Les intellectuels congolais du côté des ONG nationales ont une nouvelle fois failli en acceptant un accord dont ils n’ont pas pris connaissance du texte intégral et de ses annexes.

L’affaire des passeports (Semlex) avait bien commencé par la dénonciation détaillée des irrégularités et des dépôts de plaintes en RDC et en Belgique. En RDC le tribunal de commerce (?) s’est déclaré incompétent et en Belgique une plainte aurait été déposée mais le CNPAV, sous prétexte que leur stratégie serait secrète, ne souhaite pas communiquer sur le sujet et l’on n’en parle plus…

L’affaire BGFI comme Congo Hold-up semble suivre un chemin analogue. Après une campagne de dénonciation spectaculaire, documentée et efficace, la stratégie est de nouveau confidentielle. Espérons que ces affaires ne suivent pas le même chemin que celui des passeports.

Dans tous les pays, ceux qui luttent contre la criminalité savent que pour obtenir des résultats il ne suffit pas de dénoncer les crimes mais qu’il faut s’en prendre aux criminels auteurs des crimes. Il faut les nommer, les poursuivre là où c’est possible et c’est en général dans les pays disposant d’une justice indépendante jouissant de pouvoirs extraterritoriaux c’est à dire les pays occidentaux. Comme déjà cité plus haut, l’OCDE, les USA, certains états membres de l’UE, et l’UE ont renforcé ces dernières années leurs législations anti corruption.

La criminalité économique dans les pays émergents est désormais un enjeu essentiel pour l’avenir de ces pays.

Il est donc indispensable que la confiance soit rétablie entre membres des sociétés civiles congolaise et étrangère et que des stratégies destinées à nuire aux individus responsables de cette corruption soient adoptées.

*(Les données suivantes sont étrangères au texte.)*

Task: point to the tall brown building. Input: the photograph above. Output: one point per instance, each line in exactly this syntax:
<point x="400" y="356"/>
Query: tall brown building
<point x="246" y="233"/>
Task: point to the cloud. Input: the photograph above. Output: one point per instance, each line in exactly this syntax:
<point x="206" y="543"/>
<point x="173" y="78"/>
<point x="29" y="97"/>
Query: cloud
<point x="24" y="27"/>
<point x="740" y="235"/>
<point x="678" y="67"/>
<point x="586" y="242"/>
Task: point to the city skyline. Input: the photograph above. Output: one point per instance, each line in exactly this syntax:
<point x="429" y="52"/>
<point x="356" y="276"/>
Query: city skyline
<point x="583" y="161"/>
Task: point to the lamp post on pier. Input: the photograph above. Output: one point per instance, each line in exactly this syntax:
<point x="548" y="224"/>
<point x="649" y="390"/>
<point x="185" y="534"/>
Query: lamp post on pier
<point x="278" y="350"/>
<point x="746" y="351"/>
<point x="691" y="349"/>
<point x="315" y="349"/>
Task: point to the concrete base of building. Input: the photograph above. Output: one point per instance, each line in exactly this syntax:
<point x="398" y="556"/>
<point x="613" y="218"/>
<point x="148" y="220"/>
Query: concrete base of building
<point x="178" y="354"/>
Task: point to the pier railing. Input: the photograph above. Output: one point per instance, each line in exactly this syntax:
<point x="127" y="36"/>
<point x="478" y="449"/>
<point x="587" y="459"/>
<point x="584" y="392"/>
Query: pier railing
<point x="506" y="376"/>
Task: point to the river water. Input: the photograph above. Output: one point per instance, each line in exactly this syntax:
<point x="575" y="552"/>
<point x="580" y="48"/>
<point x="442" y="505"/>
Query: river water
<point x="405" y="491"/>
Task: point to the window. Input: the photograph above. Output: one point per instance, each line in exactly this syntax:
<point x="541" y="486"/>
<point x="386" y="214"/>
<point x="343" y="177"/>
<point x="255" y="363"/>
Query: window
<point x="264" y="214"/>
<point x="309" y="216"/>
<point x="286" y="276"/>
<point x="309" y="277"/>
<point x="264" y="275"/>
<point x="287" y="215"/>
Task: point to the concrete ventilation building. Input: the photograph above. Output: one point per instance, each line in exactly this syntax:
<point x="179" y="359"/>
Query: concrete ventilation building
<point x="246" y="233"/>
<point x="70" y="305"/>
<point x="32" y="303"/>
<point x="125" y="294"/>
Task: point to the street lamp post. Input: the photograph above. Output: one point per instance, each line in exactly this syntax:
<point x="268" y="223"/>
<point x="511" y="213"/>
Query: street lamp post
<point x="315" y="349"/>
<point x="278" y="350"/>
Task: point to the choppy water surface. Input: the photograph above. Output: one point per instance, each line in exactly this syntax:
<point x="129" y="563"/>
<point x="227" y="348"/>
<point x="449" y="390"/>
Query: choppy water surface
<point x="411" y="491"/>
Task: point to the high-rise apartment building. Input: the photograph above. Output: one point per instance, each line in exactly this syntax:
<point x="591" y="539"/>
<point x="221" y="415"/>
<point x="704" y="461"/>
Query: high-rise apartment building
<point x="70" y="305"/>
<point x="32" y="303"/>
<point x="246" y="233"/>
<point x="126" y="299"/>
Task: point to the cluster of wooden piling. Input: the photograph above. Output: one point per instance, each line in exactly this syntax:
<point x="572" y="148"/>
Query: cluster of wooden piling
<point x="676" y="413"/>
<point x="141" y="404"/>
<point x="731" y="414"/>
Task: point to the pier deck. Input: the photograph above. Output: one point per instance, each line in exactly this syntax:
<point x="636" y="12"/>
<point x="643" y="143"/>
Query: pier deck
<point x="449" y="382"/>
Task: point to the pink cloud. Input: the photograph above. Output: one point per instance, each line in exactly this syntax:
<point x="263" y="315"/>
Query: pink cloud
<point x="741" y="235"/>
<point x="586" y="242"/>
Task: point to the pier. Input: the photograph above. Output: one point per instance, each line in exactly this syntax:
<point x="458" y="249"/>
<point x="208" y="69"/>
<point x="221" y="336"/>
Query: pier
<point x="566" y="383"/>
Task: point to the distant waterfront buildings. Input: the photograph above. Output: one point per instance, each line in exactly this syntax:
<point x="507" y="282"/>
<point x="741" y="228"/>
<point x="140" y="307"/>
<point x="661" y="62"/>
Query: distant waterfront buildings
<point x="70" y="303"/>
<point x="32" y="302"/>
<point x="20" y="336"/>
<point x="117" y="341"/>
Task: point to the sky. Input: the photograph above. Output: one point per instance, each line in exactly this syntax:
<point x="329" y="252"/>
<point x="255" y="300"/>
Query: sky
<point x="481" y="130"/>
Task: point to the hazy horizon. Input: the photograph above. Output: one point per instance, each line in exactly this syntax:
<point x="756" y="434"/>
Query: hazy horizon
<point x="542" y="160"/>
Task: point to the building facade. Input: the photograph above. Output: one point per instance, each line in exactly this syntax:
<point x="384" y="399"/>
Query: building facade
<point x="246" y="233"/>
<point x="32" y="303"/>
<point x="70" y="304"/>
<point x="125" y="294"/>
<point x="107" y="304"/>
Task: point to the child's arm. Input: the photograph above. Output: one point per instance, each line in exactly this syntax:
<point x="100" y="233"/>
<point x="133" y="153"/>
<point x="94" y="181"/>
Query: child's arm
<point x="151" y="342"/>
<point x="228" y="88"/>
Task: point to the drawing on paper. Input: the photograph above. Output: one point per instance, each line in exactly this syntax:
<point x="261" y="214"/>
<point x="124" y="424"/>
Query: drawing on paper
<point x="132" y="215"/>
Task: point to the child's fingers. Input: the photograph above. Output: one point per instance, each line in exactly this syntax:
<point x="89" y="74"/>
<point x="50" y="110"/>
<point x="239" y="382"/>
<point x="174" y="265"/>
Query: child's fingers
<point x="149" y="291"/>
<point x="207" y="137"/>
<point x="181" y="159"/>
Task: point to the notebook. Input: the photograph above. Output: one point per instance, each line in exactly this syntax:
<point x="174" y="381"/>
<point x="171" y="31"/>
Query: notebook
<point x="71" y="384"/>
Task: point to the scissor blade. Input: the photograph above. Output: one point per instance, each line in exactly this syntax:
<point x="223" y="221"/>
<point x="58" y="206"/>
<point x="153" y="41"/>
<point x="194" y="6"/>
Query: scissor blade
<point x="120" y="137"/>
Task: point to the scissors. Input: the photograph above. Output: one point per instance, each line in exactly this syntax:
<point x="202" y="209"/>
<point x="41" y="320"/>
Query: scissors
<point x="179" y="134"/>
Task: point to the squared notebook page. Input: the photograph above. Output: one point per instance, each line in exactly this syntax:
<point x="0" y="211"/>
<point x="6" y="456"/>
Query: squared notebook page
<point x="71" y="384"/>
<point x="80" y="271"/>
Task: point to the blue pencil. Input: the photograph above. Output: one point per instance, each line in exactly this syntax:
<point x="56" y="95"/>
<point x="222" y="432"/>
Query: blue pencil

L’absence d’une telle stratégie constituerait une grande victoire pour les Gertler, Semlex, BGFI et autres filières privées totalement poreuse ainsi que leurs complices intellectuels congolais actifs dans la prédation et la corruption des esprits face à une classe d’intellectuels congolais complètement indifférente, préoccupée essentiellement par des susceptibilités de préséances et autres futilités, on cherche toujours le résultat des actions de la dynamique des intellectuels congolais (DUC).